アドバイスにおいて中庸な意見は役に立たない話

社会で生きていると、他者にアドバイスをする機会が少なからずある。アドバイスという仰々しいものでなくとも、軽い相談に対して自分の考えを伝えることはあるだろう。その際、偏りがない無難な意見を言う人は少なくないが、そのような中庸な意見は役に立たない。中庸な意見は一般論や理想論と言い換えることができ、それらでは他者の行動を変えることはできないのだ。

中庸な意見の例1:大学受験生

大学受験を控えた高校3年生から「受験勉強をしなければならないが、ゲームをやりすぎてしまう。どうすれば良いか」という相談を受けたとする。ここでの中庸な意見とは、「ゲームは1日1時間にして、残りの時間で勉強をすれば良い」というようなものだ。このようなアドバイスは何の役にも立たない。ゲームを程良く楽しみつつ、勉強時間を確保し、それで大学受験に合格するのは理想とも言える人生であり、相談してきた受験生もそれを理想としていると考えられる。しかし実際は1時間でゲームを止めることができず、勉強時間を確保できないから相談しているのであって、そんな受験生に理想論を披露したところで何の参考にもならない。

つまりこの受験生にすべきアドバイスは「ゲーム機を全部壊せ」だ。ゲーム機が目の前にあるからゲームをしてしまうのであり、ゲーム機がなければゲームをできない。ゲームが無くなって漫画に逃げてしまうなら漫画も全部捨てれば良い。勉強以外の選択肢が無くなることで、勉強をするようになる。反対に、「受験勉強なんてしなくて良いから、今を楽しもう」というアドバイスも有効だ。良いアドバイスとは言えないが、毒にも薬にもならない中庸な意見よりは意味のあるアドバイスと言える。

中庸な意見の例2:プロゲーマー志望の中学生

プロゲーマーに憧れた中学生から「高校に行かずにゲームの練習に没頭したい」という相談を受けたとする。ここでの中庸な意見とは「プロゲーマーは狭き門だから、プロゲーマーになれなかった場合でも働けるように、高校に行っておいたほうが良い」というようなものだ。先ほどと同様、このような意見は何の役にも立たない。潰しが効くように勉強をしておくべきというのは誰でもわかっていることであり、その上でゲームの練習に没頭したいと思っているはず。勉強もしたほうが良いと言われて納得するなら、そもそもこんな相談をしてこない。

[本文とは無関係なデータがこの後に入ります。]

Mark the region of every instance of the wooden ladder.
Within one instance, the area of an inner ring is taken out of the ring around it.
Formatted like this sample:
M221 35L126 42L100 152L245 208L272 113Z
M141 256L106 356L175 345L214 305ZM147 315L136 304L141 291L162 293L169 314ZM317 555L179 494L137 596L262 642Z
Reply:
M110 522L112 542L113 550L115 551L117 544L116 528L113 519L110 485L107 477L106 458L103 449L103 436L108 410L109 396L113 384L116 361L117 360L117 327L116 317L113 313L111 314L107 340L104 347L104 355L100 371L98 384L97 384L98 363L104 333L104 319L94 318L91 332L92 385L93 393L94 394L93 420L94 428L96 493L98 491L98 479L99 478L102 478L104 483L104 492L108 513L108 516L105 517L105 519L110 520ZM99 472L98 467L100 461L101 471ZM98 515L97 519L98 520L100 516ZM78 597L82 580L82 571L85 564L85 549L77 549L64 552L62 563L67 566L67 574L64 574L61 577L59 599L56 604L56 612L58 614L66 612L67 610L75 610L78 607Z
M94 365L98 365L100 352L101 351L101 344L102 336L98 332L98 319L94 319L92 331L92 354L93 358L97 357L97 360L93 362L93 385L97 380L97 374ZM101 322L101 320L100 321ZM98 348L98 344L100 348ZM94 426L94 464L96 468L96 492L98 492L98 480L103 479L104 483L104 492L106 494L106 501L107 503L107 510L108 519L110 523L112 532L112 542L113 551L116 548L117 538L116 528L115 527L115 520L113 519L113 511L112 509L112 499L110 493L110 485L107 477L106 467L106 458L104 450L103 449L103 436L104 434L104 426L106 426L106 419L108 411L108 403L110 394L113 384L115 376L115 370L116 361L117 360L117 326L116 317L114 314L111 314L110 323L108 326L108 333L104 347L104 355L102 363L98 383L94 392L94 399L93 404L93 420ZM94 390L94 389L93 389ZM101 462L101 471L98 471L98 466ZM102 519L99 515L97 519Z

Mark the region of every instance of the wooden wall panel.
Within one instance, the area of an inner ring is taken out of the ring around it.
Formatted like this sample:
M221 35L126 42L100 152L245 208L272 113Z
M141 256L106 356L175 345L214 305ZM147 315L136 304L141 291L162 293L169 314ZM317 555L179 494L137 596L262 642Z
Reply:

つまりこの中学生にすべきアドバイスは「勉強なんてせずに1日中ゲームをしろ」か、「夢を見ずに現実を見ろ」のどちらかだ。既に実績があり、そのゲーム界隈で知名度があるなら前者で良いし、そうでないなら後者となる。

偏った意見が他者を動かす

中庸な一般論は理想であり、「現実を見ている」大抵の大人たちは中庸な意見をアドバイスとして贈る。しかし悩みを抱えている人は、一般論通りに生きるのが理想だとはわかっていながら、そこに疑問や反発を感じている。その状態で既知の一般論を浴びせられても余計に反発するだけであり、彼らにとって意味があるのは偏った意見だ。毒か薬かに関わらず、偏った意見こそが他者の悩みを解消し、行動を変えられる可能性を持つのだ。